This doesn’t mean bailing them out or buying them out, but it means thinking through how we control the potential harms and how we hold people liable for causing them. In the US, there is an example of orphaned wells — oil wells that are just left all over the country. They started a task force in the National Park Service where they have money to go and fix them. One of the strands of working during transition will be to deal with the huge amount of infrastructure we have in place for the fossil fuel system and repurposing it.
There will also be a lot of opposition to plans for a fossil fuel non-proliferation treaty.
The biggest fossil fuel producers in the world — companies and countries — have intentionally worked to deny climate change for decades. And now their strategies have shifted to delay. They want to delay action on climate change. The people who are currently enriching themselves on the destruction of the natural world and many human lives have a profit interest to keep going, and they are not going to say that next year they are going to produce [less] fossil fuels than this year.

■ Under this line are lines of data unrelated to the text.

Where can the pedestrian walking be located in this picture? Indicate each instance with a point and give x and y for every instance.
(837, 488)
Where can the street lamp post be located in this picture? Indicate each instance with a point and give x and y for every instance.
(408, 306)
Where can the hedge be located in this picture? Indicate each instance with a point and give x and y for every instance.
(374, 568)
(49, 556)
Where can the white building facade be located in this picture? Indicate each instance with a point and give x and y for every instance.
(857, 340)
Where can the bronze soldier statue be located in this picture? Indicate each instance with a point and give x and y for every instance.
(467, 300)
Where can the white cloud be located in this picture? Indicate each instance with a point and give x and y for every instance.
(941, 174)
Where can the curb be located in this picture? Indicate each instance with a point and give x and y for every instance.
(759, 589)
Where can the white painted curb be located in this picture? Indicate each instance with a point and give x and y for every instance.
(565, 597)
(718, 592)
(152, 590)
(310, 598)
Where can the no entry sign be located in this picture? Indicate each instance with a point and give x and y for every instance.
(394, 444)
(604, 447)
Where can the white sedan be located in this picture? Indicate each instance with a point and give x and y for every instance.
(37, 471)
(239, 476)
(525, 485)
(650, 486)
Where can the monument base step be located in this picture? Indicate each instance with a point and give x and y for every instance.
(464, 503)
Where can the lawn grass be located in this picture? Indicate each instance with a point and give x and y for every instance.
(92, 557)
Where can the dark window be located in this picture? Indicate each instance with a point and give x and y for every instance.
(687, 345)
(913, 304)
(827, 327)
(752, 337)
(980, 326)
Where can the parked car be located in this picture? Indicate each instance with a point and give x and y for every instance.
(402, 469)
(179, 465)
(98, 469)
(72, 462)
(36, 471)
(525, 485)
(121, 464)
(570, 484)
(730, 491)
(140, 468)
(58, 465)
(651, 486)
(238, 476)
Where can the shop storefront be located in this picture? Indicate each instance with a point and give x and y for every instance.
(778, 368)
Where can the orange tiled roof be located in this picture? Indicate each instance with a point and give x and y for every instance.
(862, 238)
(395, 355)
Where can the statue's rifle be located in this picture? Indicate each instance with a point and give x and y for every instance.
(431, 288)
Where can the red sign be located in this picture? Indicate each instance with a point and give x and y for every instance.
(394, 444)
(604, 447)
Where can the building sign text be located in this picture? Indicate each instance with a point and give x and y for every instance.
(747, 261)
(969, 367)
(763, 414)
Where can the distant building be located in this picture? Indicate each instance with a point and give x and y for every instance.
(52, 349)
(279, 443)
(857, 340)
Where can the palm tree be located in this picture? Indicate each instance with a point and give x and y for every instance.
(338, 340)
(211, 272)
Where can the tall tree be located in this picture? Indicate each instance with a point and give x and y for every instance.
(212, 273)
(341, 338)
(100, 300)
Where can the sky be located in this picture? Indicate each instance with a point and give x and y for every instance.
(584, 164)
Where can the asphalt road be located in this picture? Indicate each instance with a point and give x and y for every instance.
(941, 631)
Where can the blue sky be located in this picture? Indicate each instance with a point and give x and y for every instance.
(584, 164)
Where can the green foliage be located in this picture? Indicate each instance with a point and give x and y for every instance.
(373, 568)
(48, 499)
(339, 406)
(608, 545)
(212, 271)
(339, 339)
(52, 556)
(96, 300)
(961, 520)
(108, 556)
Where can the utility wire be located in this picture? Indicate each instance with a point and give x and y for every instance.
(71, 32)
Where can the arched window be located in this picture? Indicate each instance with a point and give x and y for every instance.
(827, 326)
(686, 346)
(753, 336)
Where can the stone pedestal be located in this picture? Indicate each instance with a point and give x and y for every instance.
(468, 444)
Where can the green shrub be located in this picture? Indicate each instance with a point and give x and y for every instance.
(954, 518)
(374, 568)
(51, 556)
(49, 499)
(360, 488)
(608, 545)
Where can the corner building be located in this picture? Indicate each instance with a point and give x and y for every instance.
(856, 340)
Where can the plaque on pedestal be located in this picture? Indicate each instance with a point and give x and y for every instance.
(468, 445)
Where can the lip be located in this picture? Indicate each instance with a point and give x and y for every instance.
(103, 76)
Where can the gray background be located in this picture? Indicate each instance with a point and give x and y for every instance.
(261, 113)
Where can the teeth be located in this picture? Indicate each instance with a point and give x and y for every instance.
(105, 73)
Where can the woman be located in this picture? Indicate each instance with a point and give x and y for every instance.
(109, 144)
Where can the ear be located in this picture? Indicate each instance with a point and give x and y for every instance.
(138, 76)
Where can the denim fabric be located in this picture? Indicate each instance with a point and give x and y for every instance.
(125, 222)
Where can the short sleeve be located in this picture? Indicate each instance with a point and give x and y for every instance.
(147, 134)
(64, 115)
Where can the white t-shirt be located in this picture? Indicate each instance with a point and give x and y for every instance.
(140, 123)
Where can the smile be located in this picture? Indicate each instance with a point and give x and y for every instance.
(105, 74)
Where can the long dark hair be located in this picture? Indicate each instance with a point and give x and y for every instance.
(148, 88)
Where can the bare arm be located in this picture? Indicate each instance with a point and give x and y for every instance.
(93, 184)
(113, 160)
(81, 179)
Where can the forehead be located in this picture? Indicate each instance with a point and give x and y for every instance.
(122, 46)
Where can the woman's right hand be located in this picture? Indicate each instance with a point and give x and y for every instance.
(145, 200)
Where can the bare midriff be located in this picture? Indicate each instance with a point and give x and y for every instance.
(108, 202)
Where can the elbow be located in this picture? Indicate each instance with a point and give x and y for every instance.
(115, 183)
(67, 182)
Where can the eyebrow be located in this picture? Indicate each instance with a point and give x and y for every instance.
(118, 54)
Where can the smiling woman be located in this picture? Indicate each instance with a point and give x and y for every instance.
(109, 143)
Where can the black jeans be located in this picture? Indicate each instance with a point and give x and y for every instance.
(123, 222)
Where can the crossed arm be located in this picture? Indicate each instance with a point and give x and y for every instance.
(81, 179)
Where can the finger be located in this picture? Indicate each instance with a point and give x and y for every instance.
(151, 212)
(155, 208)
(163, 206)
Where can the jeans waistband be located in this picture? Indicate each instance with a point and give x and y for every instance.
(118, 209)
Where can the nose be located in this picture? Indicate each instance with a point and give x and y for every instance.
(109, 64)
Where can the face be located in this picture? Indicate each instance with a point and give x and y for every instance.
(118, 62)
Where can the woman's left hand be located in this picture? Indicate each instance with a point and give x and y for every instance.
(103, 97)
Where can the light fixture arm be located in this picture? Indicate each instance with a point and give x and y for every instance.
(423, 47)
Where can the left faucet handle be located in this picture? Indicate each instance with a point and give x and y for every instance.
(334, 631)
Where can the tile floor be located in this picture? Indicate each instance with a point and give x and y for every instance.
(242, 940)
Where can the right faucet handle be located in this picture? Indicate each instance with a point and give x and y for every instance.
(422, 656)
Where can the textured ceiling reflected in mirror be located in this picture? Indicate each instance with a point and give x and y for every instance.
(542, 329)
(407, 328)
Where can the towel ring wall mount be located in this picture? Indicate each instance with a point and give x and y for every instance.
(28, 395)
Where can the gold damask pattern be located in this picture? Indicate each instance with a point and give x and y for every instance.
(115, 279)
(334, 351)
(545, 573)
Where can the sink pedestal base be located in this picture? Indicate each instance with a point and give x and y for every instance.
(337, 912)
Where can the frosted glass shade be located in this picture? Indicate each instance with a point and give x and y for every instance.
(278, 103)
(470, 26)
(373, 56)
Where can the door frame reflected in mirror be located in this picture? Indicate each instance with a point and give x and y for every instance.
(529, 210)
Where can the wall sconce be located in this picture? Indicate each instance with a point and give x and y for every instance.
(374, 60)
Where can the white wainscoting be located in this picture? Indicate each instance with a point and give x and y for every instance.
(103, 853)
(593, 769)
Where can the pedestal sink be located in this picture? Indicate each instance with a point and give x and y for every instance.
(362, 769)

There is a very strong interest from the industry to avoid that conversation. You see it in many different ways. They say they don’t want to talk about fossil fuels and just want to talk about the emissions. They say that all that matters in the end is the emissions, it doesn’t matter where they come from. And this is because they have structured the international climate policy of the last 30 years to hide. They don’t like being in plain sight themselves
We want to put a target on them. We know the name we have proposed for the campaign is long — fossil fuel non-proliferation. But we chose it because, in some ways, fossil fuels are like nuclear weapons. They represent a threat of mass destruction. If every country says they need to phase out fossil fuels, but only after the other country has done so, they will be the last one producing — then we will burn ourselves. That is why we need a framework that clearly says no new fossil fuels and yes to an equitable phase-out, in order to enable us to create a peaceful and just transition.